A compromise would be for President Bush to move a prescription drug benefit alone, and "he will want to get that because it was such a big part of the election year promises," Laszewski says. Several versions of a reform bill could come into play, key among them a bipartisan bill introduced Feb. 15 by Sens. John Breaux (D-La.) and William Frist (R-Tenn.).
President Bush showed support for Medicare reform in a closed-door meeting at the White House in February with tax committee members, Bell reports. Senate Finance Committee chair Chuck Grassley (R-Iowa) said the committee should be working on Medicare by June.

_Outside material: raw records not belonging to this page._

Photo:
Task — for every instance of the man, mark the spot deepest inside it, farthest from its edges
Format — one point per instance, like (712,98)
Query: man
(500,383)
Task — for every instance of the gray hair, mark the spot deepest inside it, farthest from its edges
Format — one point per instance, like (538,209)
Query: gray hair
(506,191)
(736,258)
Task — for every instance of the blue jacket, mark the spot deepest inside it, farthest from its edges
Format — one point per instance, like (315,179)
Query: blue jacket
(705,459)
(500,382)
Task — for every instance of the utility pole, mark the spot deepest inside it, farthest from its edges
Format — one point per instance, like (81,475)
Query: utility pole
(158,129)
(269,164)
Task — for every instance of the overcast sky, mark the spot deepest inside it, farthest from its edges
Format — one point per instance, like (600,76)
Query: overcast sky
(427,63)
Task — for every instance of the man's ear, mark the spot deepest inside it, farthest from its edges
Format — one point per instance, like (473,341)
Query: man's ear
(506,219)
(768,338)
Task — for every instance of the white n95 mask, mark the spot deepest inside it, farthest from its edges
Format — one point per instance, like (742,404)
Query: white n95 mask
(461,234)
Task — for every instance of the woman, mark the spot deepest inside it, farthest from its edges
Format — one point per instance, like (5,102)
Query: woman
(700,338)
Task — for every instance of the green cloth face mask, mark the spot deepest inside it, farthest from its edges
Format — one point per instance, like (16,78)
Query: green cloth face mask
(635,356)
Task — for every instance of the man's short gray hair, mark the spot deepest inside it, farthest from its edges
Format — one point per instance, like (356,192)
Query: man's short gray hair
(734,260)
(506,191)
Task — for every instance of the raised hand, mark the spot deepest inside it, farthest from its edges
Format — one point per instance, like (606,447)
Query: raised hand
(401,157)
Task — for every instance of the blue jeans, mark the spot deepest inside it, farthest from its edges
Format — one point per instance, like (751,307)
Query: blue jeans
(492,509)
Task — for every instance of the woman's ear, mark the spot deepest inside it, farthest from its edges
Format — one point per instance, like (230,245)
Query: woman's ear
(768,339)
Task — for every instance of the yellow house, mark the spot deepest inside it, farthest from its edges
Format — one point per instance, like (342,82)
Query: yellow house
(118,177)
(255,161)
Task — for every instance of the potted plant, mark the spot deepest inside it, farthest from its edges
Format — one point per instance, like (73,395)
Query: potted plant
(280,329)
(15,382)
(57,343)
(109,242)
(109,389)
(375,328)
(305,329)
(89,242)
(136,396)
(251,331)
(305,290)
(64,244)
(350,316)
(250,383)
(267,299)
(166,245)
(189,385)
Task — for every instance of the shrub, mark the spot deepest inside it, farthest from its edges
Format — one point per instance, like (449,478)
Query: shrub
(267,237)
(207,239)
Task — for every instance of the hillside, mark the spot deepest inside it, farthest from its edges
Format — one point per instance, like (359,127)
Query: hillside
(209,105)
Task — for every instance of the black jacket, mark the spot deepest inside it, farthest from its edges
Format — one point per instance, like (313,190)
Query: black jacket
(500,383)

Senate committees agreed this year to work with a shared power structure rather than one party leader on each committee. Dr. Sundwall, who worked for years as the health staff director for Sen. Orrin Hatch (R-Utah), predicts this will be tough.
"Someone has to be in charge for things to get done, and you can be paralyzed through too much comity," he says.
At the start of each Congress, Bell notes, there is often talk of bipartisan spirit and compromise. "What remains to be seen is whether the rhetoric becomes a reality," she says.
Mary Jane Gore is a freelance writer in Charlottesville, Va.